Lorsque la plaine d’Omokho, dégagée de neige et déjà teinte par endroits d’une nuance verte, s’offrit à lui, Moudouri s’arrêta sur le bord d’un ruisseau pour faire paître son cheval. Il mit pied à terre, but un peu d’eau dans le creux de sa main et s’assit dans l’attitude d’un lama, pour essayer de s’absorber dans une méditation intense. Une tourterelle, qui venait d’arriver sur l’aile du printemps, se posa près de lui et fit entendre son cri : doudoû. Malgré lui, Moudouri ouvrit les yeux ; la voix de cet oiseau troublait sa béate rêverie. Il alla un peu plus loin ; mais il y avait dans le bruit des jeunes feuilles froissées par le vent, dans le murmure du ruisseau roulant sur des cailloux, jusque dans la douceur de l’air, quelque chose de mélancolique et de pénétrant qui agissait sur Moudouri et le conviait à s’épanouir comme la nature entière. Il se mit donc à marcher à pied en tenant son cheval par la bride. Un peu ébranlé dans ses résolutions, il se demandait s’il n’était pas encore un peu trop jeune pour mourir à toute chose. Cette réflexion le plongea dans de nouvelles perplexités ; il en venait à regretter de n’être pas comme le commun des hommes, qui acceptent leur sort et marchent droit devant eux, luttant contre l’adversité, tantôt vaincus, tantôt vainqueurs, résignés et confians. En lui attachant autour du cou le fatal talisman, l’Esprit de la Montagne l’avait rendu l’arbitre de sa propre destinée, et il ne savait laquelle choisir.
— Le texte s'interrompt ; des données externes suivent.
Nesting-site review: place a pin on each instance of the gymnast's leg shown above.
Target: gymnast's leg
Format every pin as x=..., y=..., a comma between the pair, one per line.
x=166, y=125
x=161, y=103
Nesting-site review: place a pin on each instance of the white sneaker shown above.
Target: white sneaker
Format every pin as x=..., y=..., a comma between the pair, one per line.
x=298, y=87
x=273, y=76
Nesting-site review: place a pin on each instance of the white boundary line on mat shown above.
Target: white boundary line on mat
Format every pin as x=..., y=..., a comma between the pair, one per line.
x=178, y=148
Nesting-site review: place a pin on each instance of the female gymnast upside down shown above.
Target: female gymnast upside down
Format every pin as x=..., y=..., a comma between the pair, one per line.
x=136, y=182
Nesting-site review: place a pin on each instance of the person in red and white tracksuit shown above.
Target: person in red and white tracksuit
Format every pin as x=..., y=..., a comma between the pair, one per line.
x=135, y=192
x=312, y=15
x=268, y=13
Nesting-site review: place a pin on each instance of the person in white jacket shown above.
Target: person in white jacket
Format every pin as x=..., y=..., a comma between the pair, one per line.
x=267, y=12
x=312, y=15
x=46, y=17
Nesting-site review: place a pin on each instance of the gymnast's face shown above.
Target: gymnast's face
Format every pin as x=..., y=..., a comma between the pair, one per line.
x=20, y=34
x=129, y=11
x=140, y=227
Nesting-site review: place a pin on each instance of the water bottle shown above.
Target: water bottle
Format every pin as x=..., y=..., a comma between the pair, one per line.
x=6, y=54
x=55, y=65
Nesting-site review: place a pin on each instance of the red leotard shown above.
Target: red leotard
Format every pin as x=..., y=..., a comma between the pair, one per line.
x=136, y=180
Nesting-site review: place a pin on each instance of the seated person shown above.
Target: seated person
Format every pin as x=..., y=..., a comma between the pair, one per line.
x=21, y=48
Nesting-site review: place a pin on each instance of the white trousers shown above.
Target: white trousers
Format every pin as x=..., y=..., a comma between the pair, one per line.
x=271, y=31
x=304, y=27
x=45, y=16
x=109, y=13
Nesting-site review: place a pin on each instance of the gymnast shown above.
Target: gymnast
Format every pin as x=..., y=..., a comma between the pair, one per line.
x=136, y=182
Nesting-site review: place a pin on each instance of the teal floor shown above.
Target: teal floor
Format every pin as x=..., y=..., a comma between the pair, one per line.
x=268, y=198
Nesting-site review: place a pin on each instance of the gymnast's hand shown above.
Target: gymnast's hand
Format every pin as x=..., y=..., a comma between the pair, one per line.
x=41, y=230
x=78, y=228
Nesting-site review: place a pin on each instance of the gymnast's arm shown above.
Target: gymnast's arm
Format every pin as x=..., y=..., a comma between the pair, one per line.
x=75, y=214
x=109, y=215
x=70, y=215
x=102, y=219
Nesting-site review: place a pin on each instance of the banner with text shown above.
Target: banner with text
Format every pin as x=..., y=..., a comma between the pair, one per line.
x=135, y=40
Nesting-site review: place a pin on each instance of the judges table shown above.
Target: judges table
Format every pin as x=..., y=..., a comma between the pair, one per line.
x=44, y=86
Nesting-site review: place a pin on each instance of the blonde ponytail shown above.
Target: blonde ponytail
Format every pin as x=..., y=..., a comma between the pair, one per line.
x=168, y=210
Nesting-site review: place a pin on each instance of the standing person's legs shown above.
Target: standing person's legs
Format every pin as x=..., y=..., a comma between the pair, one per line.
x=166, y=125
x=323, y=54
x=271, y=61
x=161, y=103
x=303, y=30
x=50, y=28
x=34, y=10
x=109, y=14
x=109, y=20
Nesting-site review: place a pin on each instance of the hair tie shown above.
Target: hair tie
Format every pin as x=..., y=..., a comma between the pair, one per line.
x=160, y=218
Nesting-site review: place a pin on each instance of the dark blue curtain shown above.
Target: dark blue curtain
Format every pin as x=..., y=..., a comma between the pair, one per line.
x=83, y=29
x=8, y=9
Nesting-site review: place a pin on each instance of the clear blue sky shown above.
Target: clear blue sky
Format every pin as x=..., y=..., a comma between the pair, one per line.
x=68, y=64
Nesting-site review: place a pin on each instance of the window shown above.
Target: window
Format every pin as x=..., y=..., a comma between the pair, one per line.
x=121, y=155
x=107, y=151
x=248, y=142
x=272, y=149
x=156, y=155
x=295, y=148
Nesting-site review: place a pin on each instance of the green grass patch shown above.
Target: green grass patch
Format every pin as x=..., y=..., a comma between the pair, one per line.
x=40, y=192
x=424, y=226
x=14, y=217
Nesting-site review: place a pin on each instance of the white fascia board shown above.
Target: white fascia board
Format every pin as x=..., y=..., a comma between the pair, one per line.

Comme il continuait sa route, irrésolu et découragé, son cheval, qu’il tenait par la bride, s’arrêta en dressant les oreilles. Moudouri regarda autour de lui et aperçut derrière un buisson une jeune fille qui pleurait et sanglotait. C’était Meïké.

— Que t’est-il arrivé, Meïké ? lui demanda Moudouri.